Genetic Testing and Insurance Cover, Ctd.

Article published on 19th June 2008

The subject of predictive genetic testing - the US experience of which was discussed in our last article - is also a growing issue of concern here in the United Kingdom.

In 2001, the British government and the Association of British Insurers started a 5 year moratorium (or freeze) on the use of genetic test results, meaning that no-one could be disallowed health insurance, critical illness insurance or life insurance on the basis of predictive genetic testing.

The only exception was when the cover being sought exceeded a set amount and when the genetic test is recognised by the Genetics and Insurance Committee as positively identifying a certainty of disease - currently only Huntingdon disease is recognised as being so definably predictable.

The British moratorium was started in response to growing concerns that predictive genetic testing was being used to prevent people from getting the insurance they wanted by certain companies. Bearing in mind that predictive genetic testing is by no means an exact science yet, this was understandably deemed as being unfair to customers.

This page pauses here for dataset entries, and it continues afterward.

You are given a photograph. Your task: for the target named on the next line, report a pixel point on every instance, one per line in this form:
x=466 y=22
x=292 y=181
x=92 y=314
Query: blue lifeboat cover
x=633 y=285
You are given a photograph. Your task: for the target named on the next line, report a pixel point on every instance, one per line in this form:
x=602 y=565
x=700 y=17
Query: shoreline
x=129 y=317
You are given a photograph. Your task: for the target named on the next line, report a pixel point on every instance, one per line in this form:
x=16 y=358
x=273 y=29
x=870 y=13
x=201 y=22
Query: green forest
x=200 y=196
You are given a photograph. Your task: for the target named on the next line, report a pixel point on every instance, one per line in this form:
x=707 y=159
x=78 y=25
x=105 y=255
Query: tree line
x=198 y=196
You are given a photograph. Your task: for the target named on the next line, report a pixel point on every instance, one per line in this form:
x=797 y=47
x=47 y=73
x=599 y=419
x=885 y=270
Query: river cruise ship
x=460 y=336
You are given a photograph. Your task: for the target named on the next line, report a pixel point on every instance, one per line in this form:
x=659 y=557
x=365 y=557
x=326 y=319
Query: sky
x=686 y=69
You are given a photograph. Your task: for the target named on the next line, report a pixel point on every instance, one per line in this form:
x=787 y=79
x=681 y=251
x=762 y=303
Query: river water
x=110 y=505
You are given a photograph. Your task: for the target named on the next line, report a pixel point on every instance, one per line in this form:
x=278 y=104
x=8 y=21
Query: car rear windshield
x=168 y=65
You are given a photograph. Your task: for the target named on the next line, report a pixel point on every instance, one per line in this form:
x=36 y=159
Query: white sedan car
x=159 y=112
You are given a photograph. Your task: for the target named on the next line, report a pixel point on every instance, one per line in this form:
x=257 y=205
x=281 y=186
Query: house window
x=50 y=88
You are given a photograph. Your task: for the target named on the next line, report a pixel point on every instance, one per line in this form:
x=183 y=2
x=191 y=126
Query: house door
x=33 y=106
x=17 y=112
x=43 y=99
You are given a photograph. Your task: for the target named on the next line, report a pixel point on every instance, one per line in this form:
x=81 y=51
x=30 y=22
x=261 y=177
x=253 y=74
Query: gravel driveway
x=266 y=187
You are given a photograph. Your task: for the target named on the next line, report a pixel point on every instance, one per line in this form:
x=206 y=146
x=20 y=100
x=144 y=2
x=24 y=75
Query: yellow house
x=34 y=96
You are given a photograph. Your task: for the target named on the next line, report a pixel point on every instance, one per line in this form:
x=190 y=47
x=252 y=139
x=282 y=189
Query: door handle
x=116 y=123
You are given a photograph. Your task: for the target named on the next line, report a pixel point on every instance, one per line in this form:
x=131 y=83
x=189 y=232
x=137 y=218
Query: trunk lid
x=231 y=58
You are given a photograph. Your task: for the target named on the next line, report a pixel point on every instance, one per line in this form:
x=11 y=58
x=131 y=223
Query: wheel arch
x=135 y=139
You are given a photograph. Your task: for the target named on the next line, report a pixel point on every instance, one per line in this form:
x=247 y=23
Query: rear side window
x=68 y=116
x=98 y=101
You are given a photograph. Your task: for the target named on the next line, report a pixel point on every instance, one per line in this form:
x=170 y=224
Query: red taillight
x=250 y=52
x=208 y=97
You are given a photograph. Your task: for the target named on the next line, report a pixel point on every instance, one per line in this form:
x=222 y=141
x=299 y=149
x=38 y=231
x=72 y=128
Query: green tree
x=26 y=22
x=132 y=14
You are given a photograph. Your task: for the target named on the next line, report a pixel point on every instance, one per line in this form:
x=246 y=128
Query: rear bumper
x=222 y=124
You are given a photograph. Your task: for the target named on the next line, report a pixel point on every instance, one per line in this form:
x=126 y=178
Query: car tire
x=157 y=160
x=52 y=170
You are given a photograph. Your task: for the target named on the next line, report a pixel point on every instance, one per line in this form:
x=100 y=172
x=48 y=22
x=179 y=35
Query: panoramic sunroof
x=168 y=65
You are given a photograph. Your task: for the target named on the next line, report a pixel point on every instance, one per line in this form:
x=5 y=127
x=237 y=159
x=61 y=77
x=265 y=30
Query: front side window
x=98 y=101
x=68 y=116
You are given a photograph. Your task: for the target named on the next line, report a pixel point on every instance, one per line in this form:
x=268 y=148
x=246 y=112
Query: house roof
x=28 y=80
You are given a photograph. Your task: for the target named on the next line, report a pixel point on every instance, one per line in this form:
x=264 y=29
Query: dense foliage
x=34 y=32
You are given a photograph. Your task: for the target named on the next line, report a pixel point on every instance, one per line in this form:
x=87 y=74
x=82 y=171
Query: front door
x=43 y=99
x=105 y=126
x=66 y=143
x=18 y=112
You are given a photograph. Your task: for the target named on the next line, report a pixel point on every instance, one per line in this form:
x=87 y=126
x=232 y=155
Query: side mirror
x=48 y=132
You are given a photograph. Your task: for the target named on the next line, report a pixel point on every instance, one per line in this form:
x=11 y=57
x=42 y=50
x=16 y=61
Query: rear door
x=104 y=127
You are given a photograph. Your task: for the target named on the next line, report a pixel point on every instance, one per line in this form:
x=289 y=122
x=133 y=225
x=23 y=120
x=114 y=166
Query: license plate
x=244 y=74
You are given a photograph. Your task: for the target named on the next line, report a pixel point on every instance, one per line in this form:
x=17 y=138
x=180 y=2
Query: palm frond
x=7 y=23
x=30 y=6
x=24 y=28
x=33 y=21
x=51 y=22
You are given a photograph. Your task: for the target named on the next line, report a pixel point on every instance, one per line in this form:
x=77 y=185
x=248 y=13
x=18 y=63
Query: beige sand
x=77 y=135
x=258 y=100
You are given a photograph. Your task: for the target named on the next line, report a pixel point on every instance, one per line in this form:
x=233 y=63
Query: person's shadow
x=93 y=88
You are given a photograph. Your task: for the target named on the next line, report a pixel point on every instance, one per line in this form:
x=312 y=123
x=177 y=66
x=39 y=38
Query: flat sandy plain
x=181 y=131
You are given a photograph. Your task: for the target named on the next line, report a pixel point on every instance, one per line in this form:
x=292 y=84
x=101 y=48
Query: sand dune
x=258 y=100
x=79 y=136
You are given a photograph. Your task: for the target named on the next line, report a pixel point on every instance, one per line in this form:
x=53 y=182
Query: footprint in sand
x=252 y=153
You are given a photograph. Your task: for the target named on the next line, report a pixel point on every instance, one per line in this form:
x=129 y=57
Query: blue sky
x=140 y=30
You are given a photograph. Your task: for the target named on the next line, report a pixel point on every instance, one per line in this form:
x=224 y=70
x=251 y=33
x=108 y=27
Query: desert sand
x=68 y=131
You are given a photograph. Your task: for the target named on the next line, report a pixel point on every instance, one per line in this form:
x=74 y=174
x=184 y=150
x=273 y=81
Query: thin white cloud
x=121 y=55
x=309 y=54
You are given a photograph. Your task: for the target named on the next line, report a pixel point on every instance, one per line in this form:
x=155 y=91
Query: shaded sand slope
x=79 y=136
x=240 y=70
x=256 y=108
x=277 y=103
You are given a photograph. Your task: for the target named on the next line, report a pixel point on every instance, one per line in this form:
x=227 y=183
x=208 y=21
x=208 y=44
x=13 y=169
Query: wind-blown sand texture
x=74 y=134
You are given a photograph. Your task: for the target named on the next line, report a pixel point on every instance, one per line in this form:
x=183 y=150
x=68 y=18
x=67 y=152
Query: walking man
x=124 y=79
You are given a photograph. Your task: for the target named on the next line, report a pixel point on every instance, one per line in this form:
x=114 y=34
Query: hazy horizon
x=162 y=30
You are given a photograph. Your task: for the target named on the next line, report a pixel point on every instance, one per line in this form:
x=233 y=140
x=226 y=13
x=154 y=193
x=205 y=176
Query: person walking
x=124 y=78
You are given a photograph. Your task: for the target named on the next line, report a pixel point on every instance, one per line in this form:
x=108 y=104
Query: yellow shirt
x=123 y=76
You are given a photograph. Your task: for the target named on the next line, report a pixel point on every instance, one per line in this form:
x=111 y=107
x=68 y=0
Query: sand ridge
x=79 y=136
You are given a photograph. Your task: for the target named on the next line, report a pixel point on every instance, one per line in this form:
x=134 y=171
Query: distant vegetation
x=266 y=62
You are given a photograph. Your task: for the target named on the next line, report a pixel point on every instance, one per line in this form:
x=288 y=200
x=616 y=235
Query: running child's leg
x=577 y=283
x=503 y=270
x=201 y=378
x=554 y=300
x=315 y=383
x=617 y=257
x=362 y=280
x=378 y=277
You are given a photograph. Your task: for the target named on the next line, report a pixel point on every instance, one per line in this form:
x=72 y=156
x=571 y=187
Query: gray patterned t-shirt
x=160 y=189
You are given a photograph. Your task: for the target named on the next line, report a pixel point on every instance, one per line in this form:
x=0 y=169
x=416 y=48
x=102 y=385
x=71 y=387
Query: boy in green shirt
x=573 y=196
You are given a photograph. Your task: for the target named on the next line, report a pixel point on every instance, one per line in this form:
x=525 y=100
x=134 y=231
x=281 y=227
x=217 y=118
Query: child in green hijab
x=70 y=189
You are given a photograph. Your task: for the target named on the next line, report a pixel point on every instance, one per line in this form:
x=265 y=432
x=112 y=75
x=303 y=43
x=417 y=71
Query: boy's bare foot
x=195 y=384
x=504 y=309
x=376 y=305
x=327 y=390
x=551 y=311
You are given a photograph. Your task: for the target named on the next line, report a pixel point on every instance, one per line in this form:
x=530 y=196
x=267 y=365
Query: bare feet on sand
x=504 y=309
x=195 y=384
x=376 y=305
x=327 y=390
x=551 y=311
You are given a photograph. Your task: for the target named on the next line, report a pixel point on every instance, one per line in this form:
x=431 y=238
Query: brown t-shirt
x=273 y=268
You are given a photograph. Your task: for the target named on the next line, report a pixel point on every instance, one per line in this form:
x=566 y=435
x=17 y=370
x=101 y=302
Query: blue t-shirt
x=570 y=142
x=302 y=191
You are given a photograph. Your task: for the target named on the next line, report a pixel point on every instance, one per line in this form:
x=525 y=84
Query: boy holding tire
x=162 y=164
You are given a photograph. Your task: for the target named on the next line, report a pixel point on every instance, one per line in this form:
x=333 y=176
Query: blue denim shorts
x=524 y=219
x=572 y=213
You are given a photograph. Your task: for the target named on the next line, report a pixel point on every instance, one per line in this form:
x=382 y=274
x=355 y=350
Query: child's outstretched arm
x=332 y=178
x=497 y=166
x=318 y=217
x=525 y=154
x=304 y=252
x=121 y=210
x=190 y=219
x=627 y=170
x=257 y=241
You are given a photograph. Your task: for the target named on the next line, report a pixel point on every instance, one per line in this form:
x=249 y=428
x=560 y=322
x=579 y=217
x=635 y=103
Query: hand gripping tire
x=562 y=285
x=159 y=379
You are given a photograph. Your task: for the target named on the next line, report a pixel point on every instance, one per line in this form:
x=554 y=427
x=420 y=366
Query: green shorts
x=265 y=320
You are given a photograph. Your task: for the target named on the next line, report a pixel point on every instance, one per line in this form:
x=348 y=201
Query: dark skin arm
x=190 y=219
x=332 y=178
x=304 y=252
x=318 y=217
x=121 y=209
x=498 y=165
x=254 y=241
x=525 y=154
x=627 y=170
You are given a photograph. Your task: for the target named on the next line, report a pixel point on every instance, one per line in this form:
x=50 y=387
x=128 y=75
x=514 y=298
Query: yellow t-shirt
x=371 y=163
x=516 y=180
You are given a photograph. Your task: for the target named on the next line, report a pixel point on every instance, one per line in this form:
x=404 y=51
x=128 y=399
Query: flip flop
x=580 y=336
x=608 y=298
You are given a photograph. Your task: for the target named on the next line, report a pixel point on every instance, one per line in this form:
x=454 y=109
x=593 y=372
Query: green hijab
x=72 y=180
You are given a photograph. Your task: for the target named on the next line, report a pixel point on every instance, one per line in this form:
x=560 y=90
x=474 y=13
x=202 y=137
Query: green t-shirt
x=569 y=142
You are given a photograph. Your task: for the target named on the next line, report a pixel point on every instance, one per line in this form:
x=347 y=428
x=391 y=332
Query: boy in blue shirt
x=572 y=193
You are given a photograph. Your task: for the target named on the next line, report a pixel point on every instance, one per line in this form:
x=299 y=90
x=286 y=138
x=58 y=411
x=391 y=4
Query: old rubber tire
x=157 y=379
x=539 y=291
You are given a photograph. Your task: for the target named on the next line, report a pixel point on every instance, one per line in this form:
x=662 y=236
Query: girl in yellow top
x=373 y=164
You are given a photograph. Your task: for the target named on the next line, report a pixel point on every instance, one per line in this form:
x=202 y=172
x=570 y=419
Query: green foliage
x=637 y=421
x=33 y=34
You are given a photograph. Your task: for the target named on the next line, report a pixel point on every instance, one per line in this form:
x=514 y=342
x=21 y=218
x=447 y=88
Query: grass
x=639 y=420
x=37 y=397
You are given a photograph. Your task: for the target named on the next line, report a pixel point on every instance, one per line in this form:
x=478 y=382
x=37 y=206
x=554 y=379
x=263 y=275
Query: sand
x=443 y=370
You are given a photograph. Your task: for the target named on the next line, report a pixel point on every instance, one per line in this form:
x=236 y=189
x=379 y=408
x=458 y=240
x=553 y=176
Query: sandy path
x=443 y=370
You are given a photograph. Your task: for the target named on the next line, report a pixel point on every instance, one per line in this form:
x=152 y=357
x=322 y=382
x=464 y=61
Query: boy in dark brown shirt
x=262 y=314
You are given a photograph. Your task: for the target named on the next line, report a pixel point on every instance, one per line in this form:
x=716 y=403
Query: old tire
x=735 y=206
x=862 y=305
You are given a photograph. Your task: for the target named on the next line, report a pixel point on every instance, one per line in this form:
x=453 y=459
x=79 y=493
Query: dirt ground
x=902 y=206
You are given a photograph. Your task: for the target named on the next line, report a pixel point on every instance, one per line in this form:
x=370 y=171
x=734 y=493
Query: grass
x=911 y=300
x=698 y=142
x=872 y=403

The British insurance sector is still operating under the moratorium which suspends the use of the results from predictive genetic test for life insurance policies worth £500,000 or less, with lower limits in place for income protection insurance and critical illness insurance. These restrictions have been in place since the moratorium began in 2001 and will remain in place until it is fully reviewed in 2011.

As things are, the moratorium is binding to about 97% of all the relevant insurance policies on offer to British citizens.